‘Racism and white supremacy have no place at the University of Auckland’, reads the letter, signed by many of the university’s most senior academics.
A large and growing group of staff at the University of Auckland have spoken out over the re-emergence of white supremacist propaganda on campus in an open letter.
The staff members, including many of the most senior academics at the university, write: “The signatories of this letter declare that racism and white supremacy have no place at the University of Auckland.”
The open letter, which by mid afternoon had been signed by 450 people, follows reporting by Craccum, which revealed that a new batch of posters and stickers had appeared on campus issuing white-supremacist dog whistles and linking to a website airing unambiguously white supremacist messages, such as urging “young white men [to] assume the mantle of re-taking control of our own country”.
The university vice-chancellor, Stuart McCutcheon, told Craccum the posters were “unfortunate”, but he would not be instructing staff to remove the posters, and nor would the university officially condemn the group or their message.
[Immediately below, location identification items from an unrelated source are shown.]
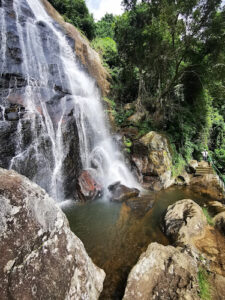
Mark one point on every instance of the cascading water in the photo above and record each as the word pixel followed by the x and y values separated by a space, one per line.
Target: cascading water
pixel 55 92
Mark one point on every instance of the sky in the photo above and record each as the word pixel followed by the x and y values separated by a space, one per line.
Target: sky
pixel 100 7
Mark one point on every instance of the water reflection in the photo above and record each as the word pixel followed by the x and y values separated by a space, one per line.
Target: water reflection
pixel 115 235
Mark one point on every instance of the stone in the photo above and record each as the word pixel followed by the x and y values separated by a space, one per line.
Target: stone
pixel 184 221
pixel 163 273
pixel 192 166
pixel 209 186
pixel 141 205
pixel 121 193
pixel 219 221
pixel 87 187
pixel 40 257
pixel 153 160
pixel 129 106
pixel 216 207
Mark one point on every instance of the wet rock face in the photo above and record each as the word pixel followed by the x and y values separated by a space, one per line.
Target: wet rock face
pixel 87 187
pixel 89 58
pixel 208 185
pixel 184 221
pixel 121 193
pixel 33 94
pixel 163 273
pixel 40 257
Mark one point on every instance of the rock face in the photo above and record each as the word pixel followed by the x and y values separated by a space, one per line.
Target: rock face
pixel 152 157
pixel 219 221
pixel 40 257
pixel 87 187
pixel 39 118
pixel 184 221
pixel 163 273
pixel 208 185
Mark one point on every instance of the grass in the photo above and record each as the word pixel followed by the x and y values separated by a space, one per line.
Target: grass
pixel 203 280
pixel 208 217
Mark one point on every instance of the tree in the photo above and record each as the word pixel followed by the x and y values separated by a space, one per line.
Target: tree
pixel 76 12
pixel 105 27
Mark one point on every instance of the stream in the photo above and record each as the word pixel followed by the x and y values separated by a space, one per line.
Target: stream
pixel 115 235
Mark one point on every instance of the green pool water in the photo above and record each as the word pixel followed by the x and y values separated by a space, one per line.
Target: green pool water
pixel 115 236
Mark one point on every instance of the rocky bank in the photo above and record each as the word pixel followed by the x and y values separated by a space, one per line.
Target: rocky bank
pixel 168 272
pixel 40 257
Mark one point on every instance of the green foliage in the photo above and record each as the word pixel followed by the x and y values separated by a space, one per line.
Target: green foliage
pixel 122 115
pixel 208 217
pixel 105 27
pixel 203 280
pixel 178 161
pixel 76 13
pixel 172 55
pixel 107 48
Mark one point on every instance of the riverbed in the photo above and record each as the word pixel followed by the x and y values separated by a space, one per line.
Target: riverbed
pixel 115 234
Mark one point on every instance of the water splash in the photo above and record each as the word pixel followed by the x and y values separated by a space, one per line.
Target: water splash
pixel 48 62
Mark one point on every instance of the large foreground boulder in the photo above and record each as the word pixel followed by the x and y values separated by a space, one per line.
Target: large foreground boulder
pixel 40 257
pixel 163 273
pixel 184 221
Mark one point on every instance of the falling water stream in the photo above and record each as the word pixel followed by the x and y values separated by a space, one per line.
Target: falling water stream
pixel 57 99
pixel 98 152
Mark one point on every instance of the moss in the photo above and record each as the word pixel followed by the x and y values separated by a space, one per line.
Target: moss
pixel 204 286
pixel 208 217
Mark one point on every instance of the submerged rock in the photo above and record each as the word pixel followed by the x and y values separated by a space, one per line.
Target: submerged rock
pixel 141 205
pixel 184 221
pixel 87 187
pixel 40 257
pixel 163 273
pixel 208 185
pixel 121 193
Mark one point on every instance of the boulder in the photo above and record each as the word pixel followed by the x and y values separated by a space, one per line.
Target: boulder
pixel 87 186
pixel 121 193
pixel 152 157
pixel 216 207
pixel 141 205
pixel 209 186
pixel 40 257
pixel 184 221
pixel 163 273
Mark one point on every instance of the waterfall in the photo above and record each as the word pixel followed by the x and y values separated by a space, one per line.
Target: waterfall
pixel 56 89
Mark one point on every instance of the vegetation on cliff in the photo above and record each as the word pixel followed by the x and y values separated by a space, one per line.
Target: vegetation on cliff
pixel 167 57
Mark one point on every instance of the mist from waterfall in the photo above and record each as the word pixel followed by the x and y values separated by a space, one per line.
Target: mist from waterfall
pixel 46 66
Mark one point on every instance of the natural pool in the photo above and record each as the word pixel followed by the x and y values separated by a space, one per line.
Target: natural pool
pixel 114 235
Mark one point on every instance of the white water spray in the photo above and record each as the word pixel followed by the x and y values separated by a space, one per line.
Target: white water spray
pixel 97 150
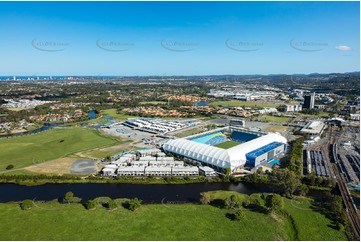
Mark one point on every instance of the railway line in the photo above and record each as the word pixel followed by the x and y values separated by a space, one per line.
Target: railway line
pixel 340 175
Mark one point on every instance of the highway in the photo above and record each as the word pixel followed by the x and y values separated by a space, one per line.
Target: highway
pixel 351 210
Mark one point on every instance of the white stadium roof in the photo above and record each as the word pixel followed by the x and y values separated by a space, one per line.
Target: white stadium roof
pixel 223 158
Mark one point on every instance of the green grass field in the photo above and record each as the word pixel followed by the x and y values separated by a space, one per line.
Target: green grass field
pixel 113 113
pixel 47 145
pixel 53 221
pixel 275 119
pixel 251 104
pixel 154 103
pixel 227 144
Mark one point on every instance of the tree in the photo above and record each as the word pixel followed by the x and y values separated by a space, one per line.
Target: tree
pixel 274 202
pixel 69 198
pixel 205 198
pixel 232 202
pixel 302 190
pixel 227 171
pixel 90 205
pixel 134 204
pixel 239 215
pixel 26 204
pixel 111 205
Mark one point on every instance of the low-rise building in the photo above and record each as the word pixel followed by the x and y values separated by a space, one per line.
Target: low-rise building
pixel 207 171
pixel 313 127
pixel 185 171
pixel 109 171
pixel 148 152
pixel 139 163
pixel 158 171
pixel 131 171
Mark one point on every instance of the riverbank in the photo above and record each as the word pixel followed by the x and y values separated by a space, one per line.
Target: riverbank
pixel 173 219
pixel 35 180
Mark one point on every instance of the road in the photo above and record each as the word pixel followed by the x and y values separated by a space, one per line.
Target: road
pixel 351 210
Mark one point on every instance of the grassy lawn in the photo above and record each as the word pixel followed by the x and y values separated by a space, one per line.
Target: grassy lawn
pixel 53 221
pixel 275 119
pixel 154 102
pixel 113 113
pixel 112 150
pixel 47 145
pixel 150 222
pixel 251 104
pixel 227 144
pixel 311 225
pixel 188 132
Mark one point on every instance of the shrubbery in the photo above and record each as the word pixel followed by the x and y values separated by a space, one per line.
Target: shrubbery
pixel 26 204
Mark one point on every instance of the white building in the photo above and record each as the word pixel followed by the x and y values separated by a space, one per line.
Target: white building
pixel 109 171
pixel 148 152
pixel 293 108
pixel 131 171
pixel 207 171
pixel 185 171
pixel 158 171
pixel 313 127
pixel 219 158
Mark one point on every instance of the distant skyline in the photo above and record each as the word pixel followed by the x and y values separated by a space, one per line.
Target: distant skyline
pixel 178 38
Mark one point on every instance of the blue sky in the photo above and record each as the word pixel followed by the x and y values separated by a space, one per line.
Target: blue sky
pixel 178 38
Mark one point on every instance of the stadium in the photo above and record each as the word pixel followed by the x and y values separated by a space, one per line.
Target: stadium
pixel 229 147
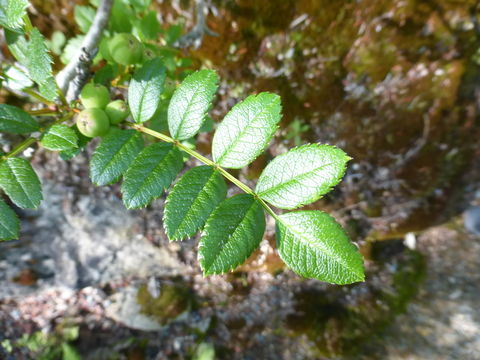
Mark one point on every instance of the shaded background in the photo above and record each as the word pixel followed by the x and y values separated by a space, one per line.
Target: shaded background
pixel 393 83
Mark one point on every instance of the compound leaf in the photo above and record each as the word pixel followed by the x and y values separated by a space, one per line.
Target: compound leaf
pixel 39 65
pixel 17 44
pixel 9 223
pixel 314 245
pixel 246 130
pixel 114 155
pixel 232 233
pixel 60 137
pixel 190 103
pixel 145 89
pixel 302 175
pixel 152 171
pixel 12 12
pixel 20 182
pixel 192 200
pixel 84 16
pixel 16 121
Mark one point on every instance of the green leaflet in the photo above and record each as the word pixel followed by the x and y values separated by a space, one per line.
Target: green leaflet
pixel 302 175
pixel 33 54
pixel 84 16
pixel 192 200
pixel 9 223
pixel 190 103
pixel 12 12
pixel 60 137
pixel 232 233
pixel 152 171
pixel 20 182
pixel 18 45
pixel 16 121
pixel 114 155
pixel 81 143
pixel 314 245
pixel 39 65
pixel 145 89
pixel 246 130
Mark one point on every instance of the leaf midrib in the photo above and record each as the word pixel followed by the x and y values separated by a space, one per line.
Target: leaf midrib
pixel 232 235
pixel 245 128
pixel 8 230
pixel 32 204
pixel 296 178
pixel 323 248
pixel 190 101
pixel 61 137
pixel 175 236
pixel 113 158
pixel 162 161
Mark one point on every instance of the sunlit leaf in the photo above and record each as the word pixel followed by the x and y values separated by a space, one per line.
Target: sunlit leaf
pixel 192 200
pixel 233 231
pixel 315 246
pixel 246 130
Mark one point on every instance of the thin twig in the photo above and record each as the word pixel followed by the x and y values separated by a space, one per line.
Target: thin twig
pixel 195 36
pixel 206 161
pixel 71 79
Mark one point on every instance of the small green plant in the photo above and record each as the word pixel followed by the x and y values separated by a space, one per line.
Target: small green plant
pixel 43 346
pixel 148 161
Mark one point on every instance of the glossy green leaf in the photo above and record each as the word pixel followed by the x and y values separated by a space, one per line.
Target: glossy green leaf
pixel 12 12
pixel 192 200
pixel 145 90
pixel 9 223
pixel 18 45
pixel 20 182
pixel 114 155
pixel 39 65
pixel 16 121
pixel 140 5
pixel 17 79
pixel 153 170
pixel 81 144
pixel 302 175
pixel 315 246
pixel 233 231
pixel 190 103
pixel 71 48
pixel 60 137
pixel 246 130
pixel 84 16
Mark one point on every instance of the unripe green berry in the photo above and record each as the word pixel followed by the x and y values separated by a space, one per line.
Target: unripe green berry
pixel 126 49
pixel 148 54
pixel 94 96
pixel 93 122
pixel 117 111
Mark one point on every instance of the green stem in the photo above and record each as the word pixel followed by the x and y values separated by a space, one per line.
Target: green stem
pixel 43 112
pixel 31 140
pixel 204 160
pixel 38 97
pixel 28 24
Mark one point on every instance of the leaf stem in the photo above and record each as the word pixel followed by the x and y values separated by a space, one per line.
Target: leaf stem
pixel 31 140
pixel 206 161
pixel 38 97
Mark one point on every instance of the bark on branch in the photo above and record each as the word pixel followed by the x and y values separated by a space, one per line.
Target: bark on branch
pixel 195 36
pixel 72 78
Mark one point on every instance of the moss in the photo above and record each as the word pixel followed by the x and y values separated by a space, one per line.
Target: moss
pixel 173 300
pixel 344 322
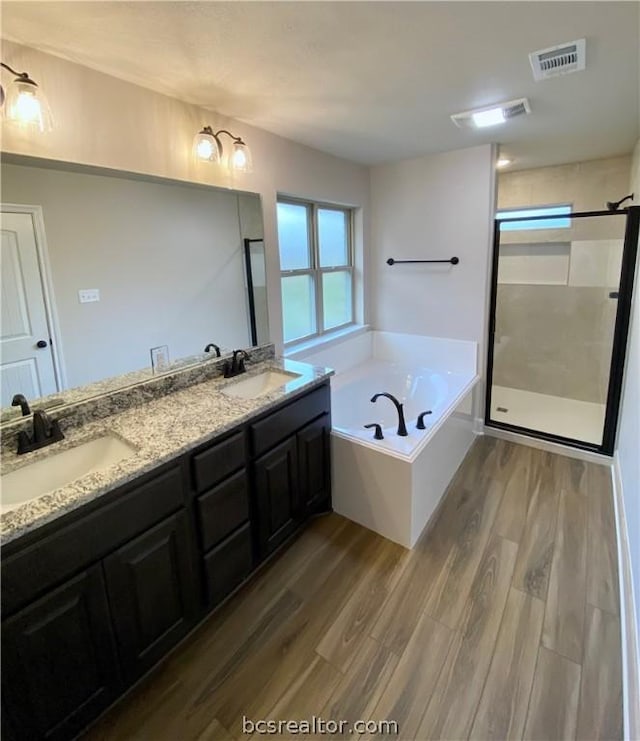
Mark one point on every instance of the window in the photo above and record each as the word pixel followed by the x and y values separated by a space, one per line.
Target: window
pixel 316 263
pixel 558 218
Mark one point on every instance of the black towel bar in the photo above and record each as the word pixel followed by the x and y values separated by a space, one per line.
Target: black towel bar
pixel 452 260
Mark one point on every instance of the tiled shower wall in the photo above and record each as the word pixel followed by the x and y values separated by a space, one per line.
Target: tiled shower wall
pixel 556 339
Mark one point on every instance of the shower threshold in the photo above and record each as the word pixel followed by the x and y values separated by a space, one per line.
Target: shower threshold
pixel 553 415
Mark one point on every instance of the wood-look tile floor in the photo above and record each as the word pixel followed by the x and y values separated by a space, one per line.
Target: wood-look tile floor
pixel 501 624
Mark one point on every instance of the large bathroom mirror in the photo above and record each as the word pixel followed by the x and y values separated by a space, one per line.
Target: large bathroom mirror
pixel 111 275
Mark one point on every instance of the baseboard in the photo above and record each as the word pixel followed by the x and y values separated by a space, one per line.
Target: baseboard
pixel 534 442
pixel 628 615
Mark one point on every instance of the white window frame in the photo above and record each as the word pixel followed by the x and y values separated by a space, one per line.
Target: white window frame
pixel 315 271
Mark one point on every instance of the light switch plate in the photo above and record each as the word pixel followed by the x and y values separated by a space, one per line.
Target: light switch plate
pixel 88 295
pixel 159 358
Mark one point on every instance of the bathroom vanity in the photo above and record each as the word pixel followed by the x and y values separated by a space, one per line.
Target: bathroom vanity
pixel 103 578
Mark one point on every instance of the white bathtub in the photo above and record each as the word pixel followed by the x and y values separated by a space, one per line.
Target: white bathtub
pixel 394 485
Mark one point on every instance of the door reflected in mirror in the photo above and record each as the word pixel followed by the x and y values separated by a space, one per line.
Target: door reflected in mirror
pixel 100 267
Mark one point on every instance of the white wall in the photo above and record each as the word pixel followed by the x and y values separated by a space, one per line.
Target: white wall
pixel 103 121
pixel 430 208
pixel 629 425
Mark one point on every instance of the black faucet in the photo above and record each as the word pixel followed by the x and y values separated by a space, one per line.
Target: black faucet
pixel 19 400
pixel 378 433
pixel 45 432
pixel 402 427
pixel 235 366
pixel 213 346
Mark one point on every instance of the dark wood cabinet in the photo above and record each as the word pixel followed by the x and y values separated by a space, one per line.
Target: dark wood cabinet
pixel 228 565
pixel 152 593
pixel 277 492
pixel 313 442
pixel 59 666
pixel 94 600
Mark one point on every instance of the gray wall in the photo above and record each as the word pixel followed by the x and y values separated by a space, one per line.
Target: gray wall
pixel 166 258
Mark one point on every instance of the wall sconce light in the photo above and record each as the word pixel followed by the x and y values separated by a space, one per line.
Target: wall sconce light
pixel 207 147
pixel 25 104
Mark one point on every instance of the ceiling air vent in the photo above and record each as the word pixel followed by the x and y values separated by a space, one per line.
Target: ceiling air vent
pixel 481 117
pixel 558 60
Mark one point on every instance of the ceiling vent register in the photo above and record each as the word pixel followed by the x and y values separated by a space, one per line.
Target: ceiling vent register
pixel 558 60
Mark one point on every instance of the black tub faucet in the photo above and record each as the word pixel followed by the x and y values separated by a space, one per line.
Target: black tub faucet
pixel 45 432
pixel 402 427
pixel 378 433
pixel 235 366
pixel 213 346
pixel 19 400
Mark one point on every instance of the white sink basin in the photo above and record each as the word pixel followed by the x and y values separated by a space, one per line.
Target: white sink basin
pixel 251 388
pixel 45 475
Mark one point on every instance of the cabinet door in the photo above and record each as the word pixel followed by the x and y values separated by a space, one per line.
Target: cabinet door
pixel 314 466
pixel 59 666
pixel 152 593
pixel 227 565
pixel 276 479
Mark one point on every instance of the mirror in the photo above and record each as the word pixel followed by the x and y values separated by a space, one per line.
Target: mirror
pixel 112 275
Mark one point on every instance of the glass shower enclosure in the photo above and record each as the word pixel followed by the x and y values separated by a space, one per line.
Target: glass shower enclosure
pixel 561 295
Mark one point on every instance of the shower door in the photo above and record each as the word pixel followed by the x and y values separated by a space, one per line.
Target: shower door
pixel 560 306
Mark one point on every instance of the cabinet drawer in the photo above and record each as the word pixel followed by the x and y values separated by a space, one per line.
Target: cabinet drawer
pixel 40 566
pixel 283 423
pixel 228 565
pixel 223 509
pixel 221 460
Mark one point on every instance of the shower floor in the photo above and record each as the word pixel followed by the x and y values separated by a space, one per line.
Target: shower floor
pixel 579 420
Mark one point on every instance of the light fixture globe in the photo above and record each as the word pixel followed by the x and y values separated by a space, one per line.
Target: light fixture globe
pixel 240 159
pixel 205 146
pixel 27 106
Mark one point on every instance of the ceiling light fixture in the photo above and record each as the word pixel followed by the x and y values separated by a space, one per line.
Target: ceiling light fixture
pixel 490 117
pixel 494 115
pixel 25 104
pixel 207 147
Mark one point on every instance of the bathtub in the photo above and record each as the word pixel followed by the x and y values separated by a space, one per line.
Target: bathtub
pixel 394 485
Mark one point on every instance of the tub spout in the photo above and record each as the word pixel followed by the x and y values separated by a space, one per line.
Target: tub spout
pixel 402 427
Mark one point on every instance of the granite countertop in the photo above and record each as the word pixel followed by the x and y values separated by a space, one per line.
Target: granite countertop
pixel 159 431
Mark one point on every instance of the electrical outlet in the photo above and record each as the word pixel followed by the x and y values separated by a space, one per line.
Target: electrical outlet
pixel 88 295
pixel 159 358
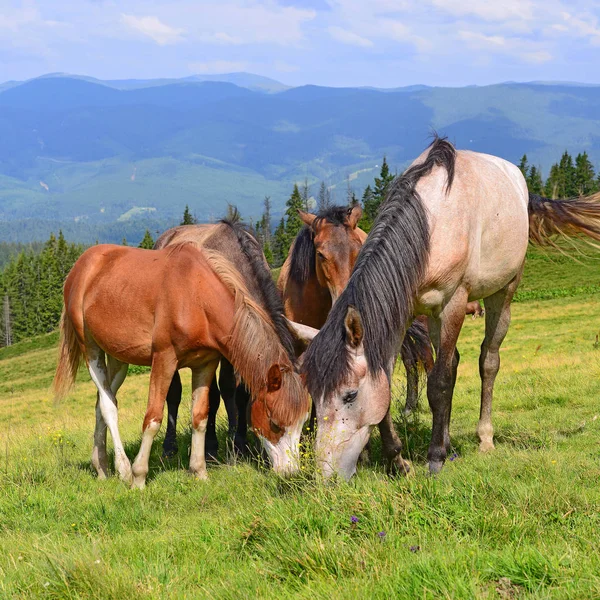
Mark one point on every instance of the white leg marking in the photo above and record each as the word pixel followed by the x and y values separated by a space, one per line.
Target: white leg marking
pixel 197 458
pixel 108 410
pixel 140 464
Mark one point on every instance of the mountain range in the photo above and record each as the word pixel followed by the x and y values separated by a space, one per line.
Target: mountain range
pixel 80 150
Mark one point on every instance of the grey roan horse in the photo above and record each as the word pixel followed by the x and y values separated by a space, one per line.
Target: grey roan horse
pixel 454 228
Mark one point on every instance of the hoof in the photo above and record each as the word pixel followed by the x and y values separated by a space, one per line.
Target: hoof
pixel 486 446
pixel 212 457
pixel 201 475
pixel 364 460
pixel 435 466
pixel 138 483
pixel 124 470
pixel 170 453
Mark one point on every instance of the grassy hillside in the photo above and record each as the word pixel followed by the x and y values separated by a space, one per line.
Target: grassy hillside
pixel 521 522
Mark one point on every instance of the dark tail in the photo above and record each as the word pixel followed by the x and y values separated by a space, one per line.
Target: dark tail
pixel 69 358
pixel 549 219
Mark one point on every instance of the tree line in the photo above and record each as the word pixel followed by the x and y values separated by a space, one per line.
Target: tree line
pixel 32 276
pixel 567 178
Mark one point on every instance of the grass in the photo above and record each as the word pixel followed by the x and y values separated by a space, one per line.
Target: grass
pixel 522 522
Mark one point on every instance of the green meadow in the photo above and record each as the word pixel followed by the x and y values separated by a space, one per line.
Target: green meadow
pixel 521 522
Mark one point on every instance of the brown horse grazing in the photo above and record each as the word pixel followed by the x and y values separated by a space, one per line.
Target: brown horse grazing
pixel 454 227
pixel 221 238
pixel 127 306
pixel 314 275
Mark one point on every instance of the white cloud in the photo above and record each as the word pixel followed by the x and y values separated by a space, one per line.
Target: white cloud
pixel 154 28
pixel 587 28
pixel 284 67
pixel 348 37
pixel 499 10
pixel 517 48
pixel 218 67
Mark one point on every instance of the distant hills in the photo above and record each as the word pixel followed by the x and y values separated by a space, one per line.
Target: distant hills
pixel 80 150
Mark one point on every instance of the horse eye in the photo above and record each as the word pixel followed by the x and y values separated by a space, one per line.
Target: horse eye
pixel 350 397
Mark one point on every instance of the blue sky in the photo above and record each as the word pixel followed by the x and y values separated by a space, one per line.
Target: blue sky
pixel 383 43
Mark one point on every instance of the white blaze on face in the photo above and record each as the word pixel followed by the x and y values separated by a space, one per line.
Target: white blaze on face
pixel 285 454
pixel 339 444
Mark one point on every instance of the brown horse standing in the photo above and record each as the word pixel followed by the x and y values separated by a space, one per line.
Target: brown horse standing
pixel 218 237
pixel 314 275
pixel 127 306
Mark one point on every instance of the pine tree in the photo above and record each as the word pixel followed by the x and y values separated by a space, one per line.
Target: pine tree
pixel 279 244
pixel 233 214
pixel 524 167
pixel 324 198
pixel 372 198
pixel 552 183
pixel 188 219
pixel 147 241
pixel 305 196
pixel 585 177
pixel 383 181
pixel 370 206
pixel 568 184
pixel 293 222
pixel 535 183
pixel 6 321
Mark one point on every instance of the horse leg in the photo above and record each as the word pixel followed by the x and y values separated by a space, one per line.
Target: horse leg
pixel 108 412
pixel 170 448
pixel 227 384
pixel 497 321
pixel 201 380
pixel 242 401
pixel 117 371
pixel 164 366
pixel 444 331
pixel 412 387
pixel 214 401
pixel 391 447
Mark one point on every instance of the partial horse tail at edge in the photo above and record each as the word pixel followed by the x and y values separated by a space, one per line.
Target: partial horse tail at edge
pixel 549 219
pixel 69 358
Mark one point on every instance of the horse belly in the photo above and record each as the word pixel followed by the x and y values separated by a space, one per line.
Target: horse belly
pixel 504 238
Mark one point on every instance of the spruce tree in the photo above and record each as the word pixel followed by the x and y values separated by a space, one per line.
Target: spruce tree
pixel 293 222
pixel 147 241
pixel 535 183
pixel 324 198
pixel 279 245
pixel 188 219
pixel 370 205
pixel 524 167
pixel 585 177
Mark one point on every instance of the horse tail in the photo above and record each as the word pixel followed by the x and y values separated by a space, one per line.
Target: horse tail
pixel 69 358
pixel 566 218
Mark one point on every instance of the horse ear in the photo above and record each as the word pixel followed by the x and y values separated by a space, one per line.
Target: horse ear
pixel 354 215
pixel 354 329
pixel 274 378
pixel 307 218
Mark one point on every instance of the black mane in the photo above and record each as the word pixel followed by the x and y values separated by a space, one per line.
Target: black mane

“I think there is a balancing act – and it’s particularly important at a university – between the rights of the people to free speech and the rights of people not to be upset by things,” he told Craccum. “The stickers themselves aren’t illegal … The particular posters I have seen … are not of themselves hate speech, they are not illegal, they are not inciting people to violence.”
He added: “I know some people go from those posters to [the group’s website] and form a view that it’s a right-wing or white supremacist group and they may well be right. But [the group] are … not illegal, and so I tend to the view that we should promote free speech wherever we can.”
In the open letter, the university staff are unequivocal: “We have no difficulty in identifying this group and such displays as white supremacist in nature.”
They continue: “Likewise, it is easy to state that the sentiments and ambitions it expresses are at odds with our nation’s foundation via Te Tiriti o Waitangi, however imperfectly observed: we never were a country for white men. Making this identification – along with an understanding of where such sentiments can lead – is part of the professional expertise of many scholars and students here at the University of Auckland. Finally, as human beings we clearly see that these sentiments are at odds with the norms of decent behaviour.”
The letter began circulating last night and its list of signatories has grown rapidly since.
It to date includes more than 30 professors and six “distinguished professors” – a status denoting “those who have attained positions of international eminence of the highest order”. There are a total of 18 distinguished professors at the university. Four of the original group of five distinguished professors have so far signed: Dame Anne Salmond, Distinguished Professor of Māori Studies and Anthropology; Sir Peter Gluckman, Distinguished University Professor, Liggins Institute; Brian Boyd, Distinguished Professor of English; and Peter Hunter, Distinguished Professor of Bioengineering.
Others on the list of signatories include Marston Conder, Distinguished Professor of Mathematics, Stephen Davies, Distinguished Professor of Philosophy, Professors of Physics Richard Easther and Shaun Hendy, Jane Kelsey, Professor of Law, and Juliet Gerrard, a Professor of Biochemistry who also serves as the prime minister’s chief science adviser.
The university’s acting vice-chancellor, John Morrow, said he had no doubt that Professor McCutcheon, who is currently overseas, would applaud the initiative.
“Universities are established to be society’s critic and conscience and this is what we would expect from our community,” he told The Spinoff in an email.
“The open letter demonstrates our staff members’ exercise of their right to academic freedom and makes a welcome contribution to ongoing debate on matters that are central to the university’s values.”
The letter addresses the free speech question directly: “We understand the ‘absolutist’ position that some take that freedom of speech extends to the right to speak in ways that are hateful,” it reads.
“We also understand that the language of rights is complex and nuanced, recognising that such displays create an environment that brings harm to segments of our community, fraying the cultural tapestry that provides our diverse campus community with vitality and energy. We also note that by virtue of their race, gender, class, country of origin, religious affiliation, sexual or gender identity, many people empowered to judge conduct on university campuses are less likely to be the focus of hate speech, and may be slower to recognise its impact on its intended targets. However, ‘speech’ has many forms, including gesture and nonviolent protest. If these posters constitute ‘free speech’, the same can be said of the actions of individuals who remove those that they encounter.”
The letter concludes: “Let us make this clear: these posters and the people who created them do not represent this University. As staff, students and alumni of the University of Auckland, we work to ensure that such sentiments do not take hold on campus. Our goal is to ensure that everyone who comes here flourishes within an environment that celebrates free and open enquiry, teaches the lessons of the past, and builds a better future for all.”
Yesterday, a group of students and staff trawled the campus removing and pasting over any white supremacist linked material. Some posters included the words, “ZERO tolerance for protecting human rights and dignity – if the UoA can’t protect minority students from hate in the name of ‘freedom of speech’, they have no right to take these posters down.”